Today is the Feast of the Baptism of the Lord, the Feast that closes out the Christmas season.
According to the Gospels, John the Baptist humbly objected to baptizing Jesus, insisting instead that Jesus baptize him. Jesus persisted and John acceded to administer Jesus’ baptism. In accepting John’s baptism, Jesus is seen as identifying with sinful humankind and expressing his full solidarity with us. Jesus inaugurated his public ministry by stepping into the place of sinners with all our guilt on his shoulders and carrying it down into the depths of the Jordan. His baptism by John marked his acceptance of death for the sins of humankind; his coming up out of the water depicted his resurrection.
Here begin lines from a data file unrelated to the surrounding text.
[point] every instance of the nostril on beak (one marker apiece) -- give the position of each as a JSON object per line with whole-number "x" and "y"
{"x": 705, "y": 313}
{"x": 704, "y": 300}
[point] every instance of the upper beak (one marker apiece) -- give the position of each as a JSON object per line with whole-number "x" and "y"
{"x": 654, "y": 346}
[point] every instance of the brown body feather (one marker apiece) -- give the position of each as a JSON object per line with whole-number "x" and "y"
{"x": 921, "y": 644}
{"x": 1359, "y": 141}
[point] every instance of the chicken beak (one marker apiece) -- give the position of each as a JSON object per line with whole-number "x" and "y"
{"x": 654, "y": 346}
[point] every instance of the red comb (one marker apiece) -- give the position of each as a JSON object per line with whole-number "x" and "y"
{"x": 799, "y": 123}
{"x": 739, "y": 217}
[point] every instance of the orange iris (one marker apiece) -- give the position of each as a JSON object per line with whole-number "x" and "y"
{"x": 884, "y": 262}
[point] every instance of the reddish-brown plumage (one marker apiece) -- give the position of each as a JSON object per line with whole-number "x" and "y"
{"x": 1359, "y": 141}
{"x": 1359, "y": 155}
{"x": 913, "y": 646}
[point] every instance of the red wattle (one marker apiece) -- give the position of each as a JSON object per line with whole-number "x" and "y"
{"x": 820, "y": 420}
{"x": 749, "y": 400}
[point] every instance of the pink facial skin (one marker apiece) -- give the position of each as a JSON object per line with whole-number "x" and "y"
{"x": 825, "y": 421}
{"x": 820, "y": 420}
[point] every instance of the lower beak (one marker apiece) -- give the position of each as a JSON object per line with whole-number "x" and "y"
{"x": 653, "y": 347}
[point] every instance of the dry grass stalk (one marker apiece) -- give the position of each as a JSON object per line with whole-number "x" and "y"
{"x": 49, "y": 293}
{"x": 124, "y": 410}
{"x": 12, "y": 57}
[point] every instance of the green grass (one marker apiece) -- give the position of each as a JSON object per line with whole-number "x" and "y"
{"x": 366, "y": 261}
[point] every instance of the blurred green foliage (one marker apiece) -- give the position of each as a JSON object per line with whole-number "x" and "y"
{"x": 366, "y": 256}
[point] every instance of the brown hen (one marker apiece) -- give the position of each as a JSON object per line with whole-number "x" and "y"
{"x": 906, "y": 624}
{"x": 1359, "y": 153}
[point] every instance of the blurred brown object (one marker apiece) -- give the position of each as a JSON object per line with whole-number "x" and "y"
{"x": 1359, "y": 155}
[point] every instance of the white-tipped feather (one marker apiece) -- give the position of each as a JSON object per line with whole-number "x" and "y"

The Baptism of the Lord is observed as a distinct feast in the Roman Catholic Church, although it was originally one of three Gospel events marked by the feast of the Epiphany. Long after the visit of the Magi had in the West overshadowed the other elements commemorated in the Epiphany, Pope Pius XII instituted in 1955 a separate liturgical commemoration of the Baptism, to be celebrated on January 13th. A mere 14 years after the institution of the feast, Pope Paul VI set its date as the first Sunday after January 6th or, if in a particular country the Epiphany is celebrated on January 7th or 8th, the following Monday (as it will be in 2017). Pope John Paul II initiated a custom whereby on this feast the Pope baptizes babies in the Sistine Chapel. This Feast of the Church marks the end of the Christmas season, and we now return to Ordinary Time, so-called because the Sundays are recorded in ordinal terms (the 3rd Sunday, the 4th Sunday, etc.) until the Season of Lent.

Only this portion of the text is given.